Lo que sí sobran son diagnósticos, comentaristas y aproximaciones. Pero no
circulan conceptos desarrollados que nos ayuden a entendernos. Y cuando no hay ideas
en juego, cuando no se discute con escepticismo y no se revisa lo que
enfrentamos con distancia, entran en vigencia los principios inclaudicables, el
orgullo y las demostraciones de fuerza. De ahí a la violencia hay sólo pasos,
así que no nos extrañemos del anarquismo y la indignación. Quizás el problema
es que el significado de lo que entendemos por cultura se ha ido diluyendo. Es
una palabra escurridiza, que no tiene connotaciones demasiado positivas en
estos días.
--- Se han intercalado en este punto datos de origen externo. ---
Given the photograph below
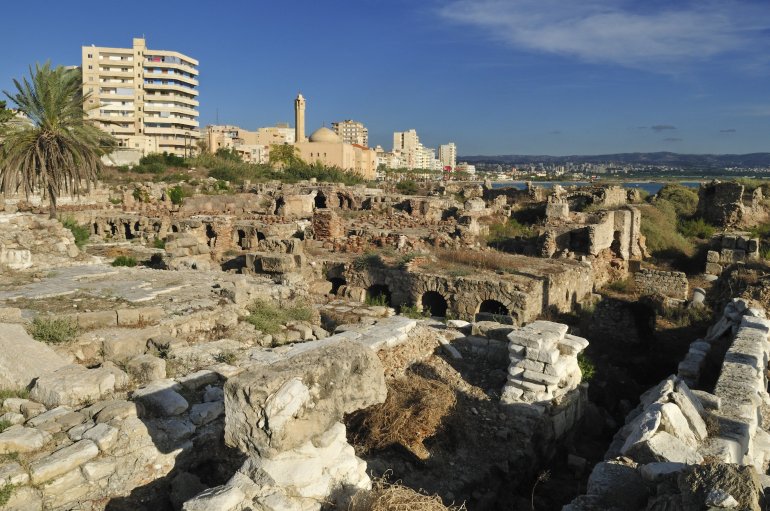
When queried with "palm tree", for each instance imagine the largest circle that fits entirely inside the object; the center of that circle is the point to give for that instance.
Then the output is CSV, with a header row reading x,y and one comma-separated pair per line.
x,y
59,150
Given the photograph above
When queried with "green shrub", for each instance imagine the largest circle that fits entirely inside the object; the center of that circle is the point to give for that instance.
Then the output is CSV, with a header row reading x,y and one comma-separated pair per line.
x,y
683,199
268,317
696,228
587,367
80,232
6,492
124,261
177,194
407,187
379,300
53,330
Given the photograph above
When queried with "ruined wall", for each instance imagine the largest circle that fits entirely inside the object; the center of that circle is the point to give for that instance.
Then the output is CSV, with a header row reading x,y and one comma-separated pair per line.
x,y
673,284
726,249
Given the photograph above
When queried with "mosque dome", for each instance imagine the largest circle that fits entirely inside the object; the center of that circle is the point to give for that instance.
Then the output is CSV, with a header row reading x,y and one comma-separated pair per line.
x,y
326,135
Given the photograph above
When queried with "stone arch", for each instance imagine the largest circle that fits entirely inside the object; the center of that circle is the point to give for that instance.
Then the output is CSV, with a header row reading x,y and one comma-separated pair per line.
x,y
435,303
337,283
378,293
489,308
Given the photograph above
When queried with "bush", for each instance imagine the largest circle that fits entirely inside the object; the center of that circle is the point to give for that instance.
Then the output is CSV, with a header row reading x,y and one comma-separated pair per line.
x,y
407,187
80,232
587,367
696,228
53,330
177,194
124,261
269,317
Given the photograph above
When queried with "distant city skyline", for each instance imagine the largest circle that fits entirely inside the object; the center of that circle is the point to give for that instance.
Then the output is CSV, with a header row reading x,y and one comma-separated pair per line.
x,y
550,77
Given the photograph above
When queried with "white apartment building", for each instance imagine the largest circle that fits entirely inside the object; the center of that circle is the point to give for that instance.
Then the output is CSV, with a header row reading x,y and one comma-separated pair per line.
x,y
447,154
352,132
147,99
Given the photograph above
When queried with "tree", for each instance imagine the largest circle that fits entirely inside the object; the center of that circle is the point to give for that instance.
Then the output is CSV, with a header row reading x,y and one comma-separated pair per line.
x,y
5,114
59,150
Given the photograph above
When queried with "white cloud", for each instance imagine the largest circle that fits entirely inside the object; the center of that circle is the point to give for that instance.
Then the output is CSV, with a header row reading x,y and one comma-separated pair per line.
x,y
617,31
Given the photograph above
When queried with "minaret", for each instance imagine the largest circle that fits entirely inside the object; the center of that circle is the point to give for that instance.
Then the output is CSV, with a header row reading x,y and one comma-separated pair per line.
x,y
299,119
Un sujeto culto puede considerarse un aburrido, un fracasado o un
tipo que no se sabe qué desea. La cultura no es valor por ningún lado. En el
mundo de Twitter triunfan los eslóganes y no los laberintos de una frase
proustiana. Los resultados de los estudiantes en lo que refiere a los hábitos y
la comprensión de lectura no son endosables sólo a los profesores. Casas sin
libros, padres mudos, o que apenas ladran. La cuestión es harto más compleja. La
depreciación social de las experiencias culturales ha creado una sociedad donde
la ignorancia ha logrado prestigio. Los que leen son catalogados de ociosos o inútiles.
Se dice por los diarios que no da bienestar físico la inmovilidad de la
lectura. Además, los lectores asiduos se ponen críticos, piensan por sí y en
sí. Y para colmo, ejercen la tan irritante independencia. ¿Queremos una
sociedad reflexiva y cuestionadora, o mejor seguir arriando cómo vamos?”
Ojala todos,
en especial los políticos, leyéramos esta columna. Ojala todos leyéramos más.